Sunday, 15 March 2015

Self-made wardrobe

This post doesn't have any relevant photos, so I'm just putting in photos of my cats. Babe has the mostly white nose, and Ebony has the mostly black one.

Sisters from the same litter.

Happy to nap on the kid's stuff.

When I talk to non-sewing people about sewing, they’re often most amazed at my self-made wardrobe.  I admit that I didn’t really think it would be possible until I started on it last year.

My inspiration came from the book Overdressed:  The shockingly High Cost of Cheap Fashion by Elizabeth Cline.  I read the book in January 2014, and it made a lot of sense to me.  I know the title makes it sound like it will be an expose on Sweat Shops or third world labour, but it’s really not.  It does mention that and touch upon it a bit, but the book is actually about our relationship with the clothes we buy in stores.  It focuses mostly on the American market, but I found it mostly relevant for the Canadian market as well.  Obviously, our commodities are more expensive than the US, but we share many brands and manufacturers.

Sorry Mandy, your dad's not getting his package. Cat's claim.

Anyway, it was the part about how our thinking has shifted with regard to what we expect of our clothing now that really got to me.  I had just gone back to work after having my second baby and had bought all new clothes because nothing from before still fit me. Since I needed five days worth of clothing, I sacrificed quality for quantity.  I wasn’t really happy with a lot of the clothes I chose, thinking of them as temporary pieces mostly, but I had hope I would fit into the old clothes again before those wore out. (Overly Optimistic as always).

Laser vision!

No fair!  I want the top shelf!

I also found it eye-opening to learn about the inner workings of thrift shops.  I had heard that they really didn’t need so many donations, and that there was a lot of surplus, but I didn’t realise the extent.  So, in January 2014, I vowed to myself that there were only three ways clothes would enter my house that year. 1. Buy it from a Thrift store 2. Have it given to me by someone and 3. Make it myself. Something of a lofty goal for someone who had two small children, a full time job, and had not touched a sewing machine in over three years.

I started by sewing some little dresses. Two as gifts and one for my own daughter out of the same sweet little cotton fabric.  Those turned out really nicely, so I was encouraged to sew up a sundress next.  Then the Butterick Walk-away dress, and next thing I knew I was back in love with sewing.
I did end up buying a few items last year.  A linen skirt that was deeply discounted and then a few items at a clearance sale when the last Zellers closed in White Rock.  It had been used as an outlet store for The Bay so had some mid-level fashion pieces in there that were beautiful. A neon yellow skirt by Lord and Taylor, a silk skirt by Ralph Lauren, a green dress made in Italy… each item under $20. I regret nothing.

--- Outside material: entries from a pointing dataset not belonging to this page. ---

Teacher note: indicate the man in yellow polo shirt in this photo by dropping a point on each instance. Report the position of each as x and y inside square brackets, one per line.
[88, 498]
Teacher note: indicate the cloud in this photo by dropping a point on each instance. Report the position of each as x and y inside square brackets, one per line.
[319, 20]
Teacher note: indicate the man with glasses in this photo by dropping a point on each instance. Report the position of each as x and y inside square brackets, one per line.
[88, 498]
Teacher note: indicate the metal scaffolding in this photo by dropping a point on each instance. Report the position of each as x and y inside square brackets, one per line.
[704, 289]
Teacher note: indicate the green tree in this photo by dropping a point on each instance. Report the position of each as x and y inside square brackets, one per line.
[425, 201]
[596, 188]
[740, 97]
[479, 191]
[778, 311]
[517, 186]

Fearless wildlife photographer Aki with his ham-cat.

Baby does not want to held, cat does. Spart wonders if other fathers have these problems.

I am sitting in Babe's spot.  She is not amused.

For 2015 I feel in a good groove about sewing my own garments and am slowly replacing all my existing items with sewn ones.  The Ready-To-Wear clothes all had some fit or construction issue that I had just learned to live with, so I’ve slowly been finding patterns for garments that have all the things I like about an existing item so I can then make them up exactly the way I want. I don’t really have a goal in mind regarding my wardrobe at this point, but I guess I want to replace everything RTW eventually. In the next month I hope to sew a couple new bras and get rid of the RTW ones I have now. Then the jeans, dresses, and pyjamas. That should get me through the end of the year.

Oh, are these your work clothes?  Freshly ironed?  Must be, they're still warm.

Last Friday I wore a RTW dress I have.  I bought it last September, wore it once, found the sleeves too tight and then it languished in the mending hamper for three months.  In December I finally got to taking the chiffon sleeves off and making a sleeveless dress.  Friday was the first time I'd worn it since, and all day I was tugging at it and pulling and asking myself why was I wearing a dress that doesn't fit me?  I realized that this is the first affirmation I've had from myself that I'm now sewing clothes that fit me and my skills have improved.  It was a nice thought, but doesn't change the fit of that dress.  It's not worth altering as there is not much to work with, but I think I might just oust it. It's pretty though.